Je souhaite maintenant proposer une petite synthèse de cette expérience. Mais comme il me semble, personnellement, que la publication de liste a peu modifié mon travail de “spécialiste” membre d’une commission (à Paris 8, ainsi qu’à Paris 1, mais cette dernière n’avait pas de postes à remplir cette année)… je vais laisser grande la place aux commentaires reçus.
Un candidat m’écrit ainsi :
Je tenais à te féliciter pour ton initiative. Elle a formidablement fonctionné (TOUTES les personnes croisées en auditions étaient au courant). Et il est évident que ça répondait à un besoin. Je n’ai pas spécialement de remarque “constructive” à faire, hormis une proposition pas très originale : demander à ce que les prochaines commissions envoient les listes des auditions et des classés (avec la formule de rigueur sur le caractère non définitif de ces listes).
Voilà… sinon je suis un peu triste de ne pas avoir été auditionné à Paris 8, mais au moins je n’aurais pas subi la vexation de faire une “bonne audition” (dixeunt les membres des commissions de *** et ***) sans même être classé ensuite…

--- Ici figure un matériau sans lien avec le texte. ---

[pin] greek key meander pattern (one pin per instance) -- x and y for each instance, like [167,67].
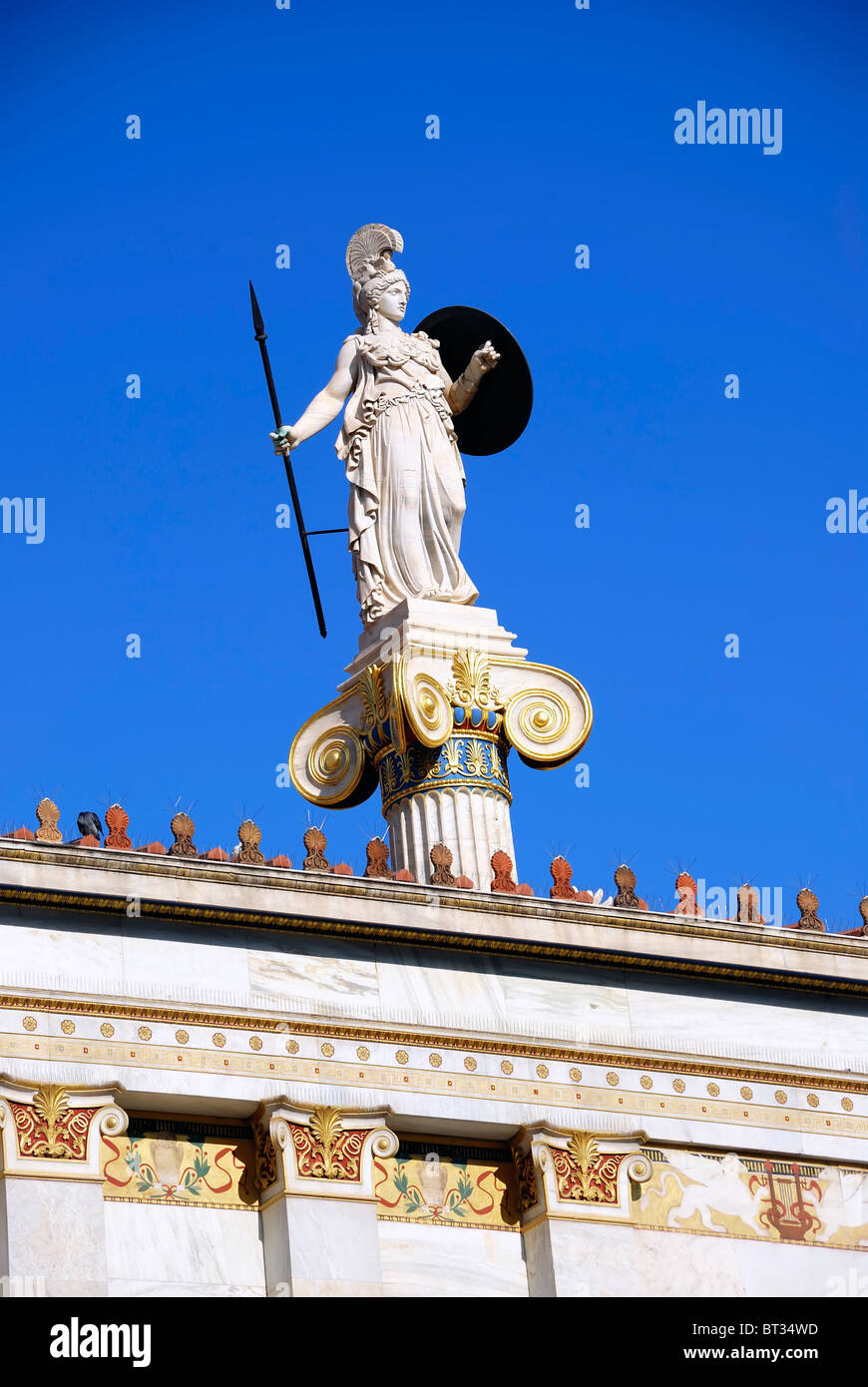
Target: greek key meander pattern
[593,1087]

Quelqu’un d’autre, dans un mail, souligne les coûts psychologiques associés à la connaissance des concurrents :
Formidable boulot mis en place cette année. On est immensément nombreux à t’être reconnaissants. Pour ma part, au départ je ne voulais pas savoir qui était mes conccurents, autre que *** *** puisque depuis la mi-avril je savais que le poste avait été crée spécialement pour elle
Un maître de conférences dans un institut d’études politiques :
je suis convaincu de la pertinence de dispositifs de publication des résultats des CS pour introduire plus de justice dans le mode de recrutement des MCF et Profs. J’ai vu le fonctionnement de la liste Ancmsp et, pour tout dire, je pensais il y a deux ans que l’AFS ferait quelque chose dans ce sens. Il faut bien constater que cela n’est pas le cas et qu’une initiative plus décentralisée s’impose peut-être. En tout cas, bravo pour avoir d’ores-et-déjà fait quelque chose.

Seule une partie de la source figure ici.